@Akiva I assume you consider, like, a shape like "V" a polygon and what not
You can easily limit to that if you take intersection of nonconvex chaps
Decreasing intersection of polygons of exactly $n$ sides should in general be a polygon of $n$ sides, with degeneracies (which are polygons with certain vertices and edges squished together)
so you also get shapes like polygons with an edge sticking out etc etc etc
Anyhow, Gelfand-Fomin and Bliss are standard good texts, I think (old fashioned, though).
I dunno how you see it's closed that way, @PVAL. I guess I thought I remembered some sort of infinite-dimensional Morse theory argument, but I haven't thought about this in centuries.
@TedShifrin probably could replicate that with a tube-plot-like parameterization using the type I'm referring to but I see what you mean about it not really being the right way to create it or the most straightforward.
@TedShifrin true.
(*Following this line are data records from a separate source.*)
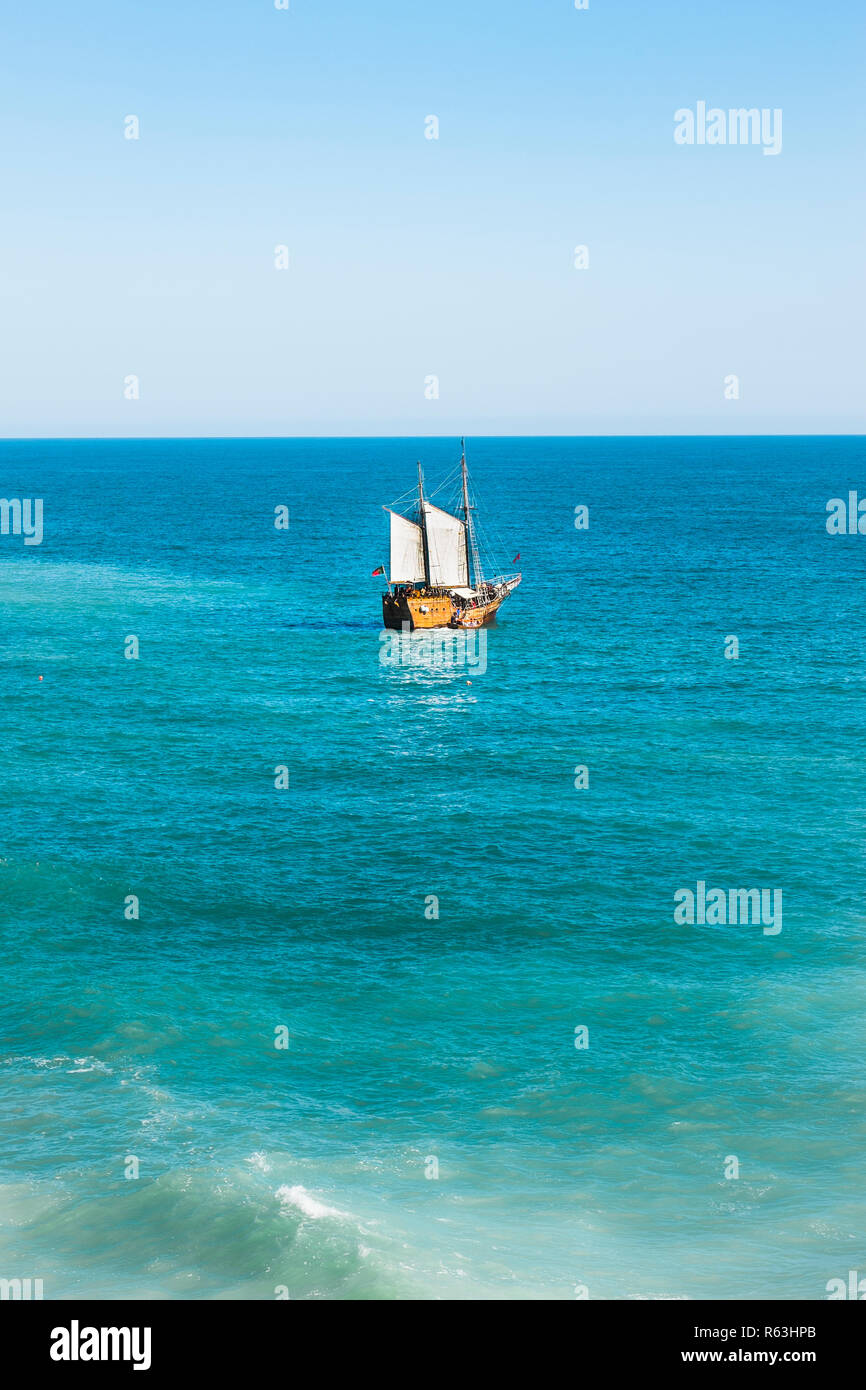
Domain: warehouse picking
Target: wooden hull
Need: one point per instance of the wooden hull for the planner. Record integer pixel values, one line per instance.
(419, 610)
(423, 610)
(480, 616)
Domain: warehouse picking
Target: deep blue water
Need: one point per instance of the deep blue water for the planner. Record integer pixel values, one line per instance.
(414, 1037)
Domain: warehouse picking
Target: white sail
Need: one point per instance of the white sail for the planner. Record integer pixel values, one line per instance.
(406, 551)
(445, 548)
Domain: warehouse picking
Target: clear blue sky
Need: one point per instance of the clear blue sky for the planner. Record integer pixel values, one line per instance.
(412, 257)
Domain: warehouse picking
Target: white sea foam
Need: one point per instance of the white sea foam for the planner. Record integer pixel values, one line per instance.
(303, 1201)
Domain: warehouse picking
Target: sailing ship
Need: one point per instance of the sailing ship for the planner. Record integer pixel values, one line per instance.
(435, 574)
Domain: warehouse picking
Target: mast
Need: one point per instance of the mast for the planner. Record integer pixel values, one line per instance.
(423, 521)
(473, 559)
(466, 513)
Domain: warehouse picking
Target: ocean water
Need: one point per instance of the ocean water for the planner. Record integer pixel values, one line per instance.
(416, 1037)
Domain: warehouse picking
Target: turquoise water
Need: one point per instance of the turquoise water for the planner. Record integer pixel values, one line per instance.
(414, 1037)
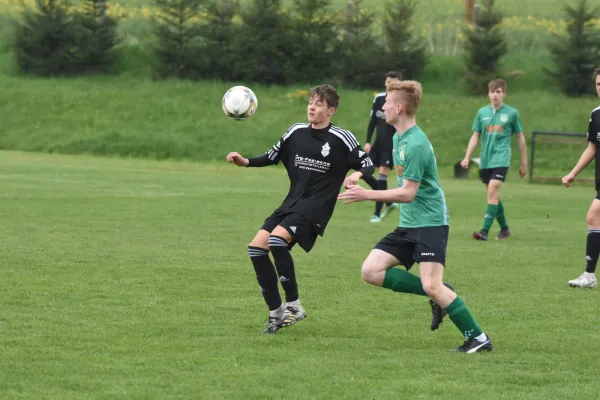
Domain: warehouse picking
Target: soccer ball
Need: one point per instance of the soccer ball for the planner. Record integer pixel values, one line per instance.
(239, 103)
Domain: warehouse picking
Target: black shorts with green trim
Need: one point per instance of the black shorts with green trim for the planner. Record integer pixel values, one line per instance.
(301, 229)
(410, 245)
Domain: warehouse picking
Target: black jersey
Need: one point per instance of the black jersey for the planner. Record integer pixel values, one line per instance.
(385, 131)
(594, 137)
(317, 161)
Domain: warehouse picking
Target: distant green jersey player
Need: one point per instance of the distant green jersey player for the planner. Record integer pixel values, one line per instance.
(496, 124)
(422, 232)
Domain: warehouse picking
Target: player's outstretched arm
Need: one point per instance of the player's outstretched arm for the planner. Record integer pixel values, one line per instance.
(586, 157)
(523, 149)
(260, 161)
(470, 149)
(237, 159)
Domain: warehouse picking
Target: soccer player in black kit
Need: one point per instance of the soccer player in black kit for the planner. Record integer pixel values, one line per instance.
(381, 151)
(588, 278)
(317, 156)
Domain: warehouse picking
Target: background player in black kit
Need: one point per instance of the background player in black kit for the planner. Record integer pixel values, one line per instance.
(381, 151)
(317, 156)
(588, 278)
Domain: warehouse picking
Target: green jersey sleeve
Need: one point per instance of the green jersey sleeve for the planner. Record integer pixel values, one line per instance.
(476, 123)
(416, 162)
(516, 123)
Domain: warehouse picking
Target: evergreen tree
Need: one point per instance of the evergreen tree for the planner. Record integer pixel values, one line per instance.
(484, 47)
(178, 51)
(262, 46)
(577, 53)
(405, 52)
(46, 39)
(316, 47)
(97, 37)
(217, 36)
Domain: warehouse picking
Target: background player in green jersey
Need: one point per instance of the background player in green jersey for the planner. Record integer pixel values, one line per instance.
(422, 234)
(495, 124)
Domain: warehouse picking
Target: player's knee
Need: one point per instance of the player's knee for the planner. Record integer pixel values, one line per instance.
(367, 273)
(593, 220)
(431, 287)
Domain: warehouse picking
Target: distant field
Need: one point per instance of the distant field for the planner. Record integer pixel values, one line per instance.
(130, 279)
(529, 24)
(132, 116)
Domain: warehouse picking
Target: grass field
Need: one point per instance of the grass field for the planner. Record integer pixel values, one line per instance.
(133, 116)
(129, 279)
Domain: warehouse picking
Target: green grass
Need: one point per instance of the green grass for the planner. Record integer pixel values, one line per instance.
(136, 117)
(129, 279)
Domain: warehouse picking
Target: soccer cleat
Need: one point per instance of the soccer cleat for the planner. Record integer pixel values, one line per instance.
(437, 312)
(480, 235)
(375, 219)
(585, 280)
(504, 234)
(387, 209)
(272, 325)
(291, 315)
(474, 346)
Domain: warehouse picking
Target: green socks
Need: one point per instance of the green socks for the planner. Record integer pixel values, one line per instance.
(500, 216)
(402, 281)
(463, 319)
(490, 216)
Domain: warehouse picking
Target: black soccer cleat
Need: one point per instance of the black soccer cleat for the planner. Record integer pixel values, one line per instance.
(474, 346)
(480, 235)
(504, 234)
(437, 312)
(271, 325)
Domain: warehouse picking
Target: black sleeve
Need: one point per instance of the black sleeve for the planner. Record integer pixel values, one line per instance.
(360, 161)
(372, 122)
(594, 128)
(273, 155)
(261, 161)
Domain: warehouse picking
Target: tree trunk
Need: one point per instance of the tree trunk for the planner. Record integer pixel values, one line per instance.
(469, 11)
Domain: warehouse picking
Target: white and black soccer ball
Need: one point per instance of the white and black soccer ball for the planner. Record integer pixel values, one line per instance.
(239, 103)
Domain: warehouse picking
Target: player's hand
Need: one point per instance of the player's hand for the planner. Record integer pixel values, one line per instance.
(352, 194)
(523, 170)
(352, 179)
(237, 159)
(568, 180)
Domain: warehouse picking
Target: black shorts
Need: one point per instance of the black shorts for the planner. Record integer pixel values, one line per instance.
(298, 227)
(382, 158)
(488, 174)
(410, 245)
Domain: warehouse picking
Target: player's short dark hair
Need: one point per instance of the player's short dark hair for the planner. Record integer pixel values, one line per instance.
(394, 74)
(327, 93)
(497, 84)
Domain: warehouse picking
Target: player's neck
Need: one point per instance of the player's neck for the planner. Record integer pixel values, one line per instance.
(496, 107)
(320, 125)
(404, 125)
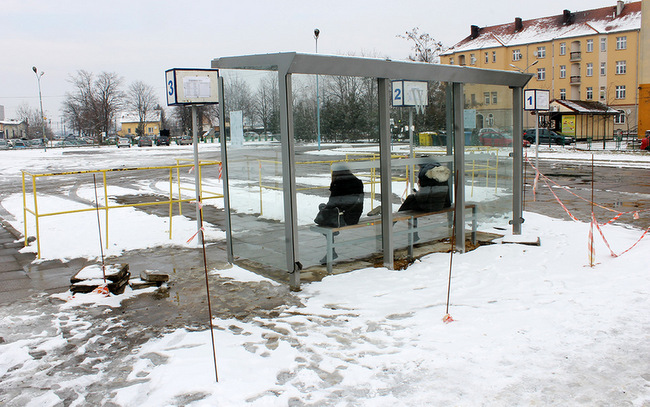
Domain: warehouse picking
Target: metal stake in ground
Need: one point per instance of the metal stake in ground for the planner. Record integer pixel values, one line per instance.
(447, 318)
(99, 229)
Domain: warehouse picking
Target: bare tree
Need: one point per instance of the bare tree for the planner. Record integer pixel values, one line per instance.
(92, 106)
(142, 100)
(32, 117)
(425, 47)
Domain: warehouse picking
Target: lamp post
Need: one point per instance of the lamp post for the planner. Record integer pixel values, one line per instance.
(316, 34)
(40, 98)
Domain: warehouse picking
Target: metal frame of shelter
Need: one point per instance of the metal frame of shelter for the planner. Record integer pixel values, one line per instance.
(286, 64)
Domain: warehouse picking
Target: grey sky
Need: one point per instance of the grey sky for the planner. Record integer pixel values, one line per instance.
(140, 39)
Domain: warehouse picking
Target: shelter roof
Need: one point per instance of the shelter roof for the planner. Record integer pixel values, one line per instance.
(585, 107)
(568, 25)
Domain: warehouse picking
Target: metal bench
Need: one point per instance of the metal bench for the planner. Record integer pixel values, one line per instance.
(411, 217)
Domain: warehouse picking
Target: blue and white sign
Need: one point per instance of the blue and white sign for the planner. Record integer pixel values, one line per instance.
(537, 99)
(410, 93)
(191, 86)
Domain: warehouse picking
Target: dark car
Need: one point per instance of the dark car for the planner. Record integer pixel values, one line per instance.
(185, 140)
(547, 136)
(163, 138)
(145, 141)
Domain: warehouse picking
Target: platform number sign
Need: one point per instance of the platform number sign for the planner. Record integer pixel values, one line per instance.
(191, 86)
(409, 93)
(536, 99)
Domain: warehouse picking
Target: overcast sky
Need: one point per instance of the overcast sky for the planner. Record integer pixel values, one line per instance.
(140, 39)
I wasn't so much referring to the mathematical usage though as I was referring to the means of creating the 3D model, in which case it might be easier to just make a tube plot than to make a tube plot and a surface of revolution. More code = more bugs. We don't want roaches.
btw, that comment you made yesterday still cracks me up.
He defines 3 invariants of generically immersed plane curves which are invariant under regular homotopies of immersions with no triple points and self-tangencies, by defining them for the standard turning number immersion with the least number of self-intersections and defining the jumps over triple intersections and self-tangencies.
Arnol'd did a lot of stuff with singularities of maps. (McCrory and I wrote a JDG paper, as it turned out, doing all the technical details that Arnol'd skipped over. And making the Chern class arguments clearer, too.)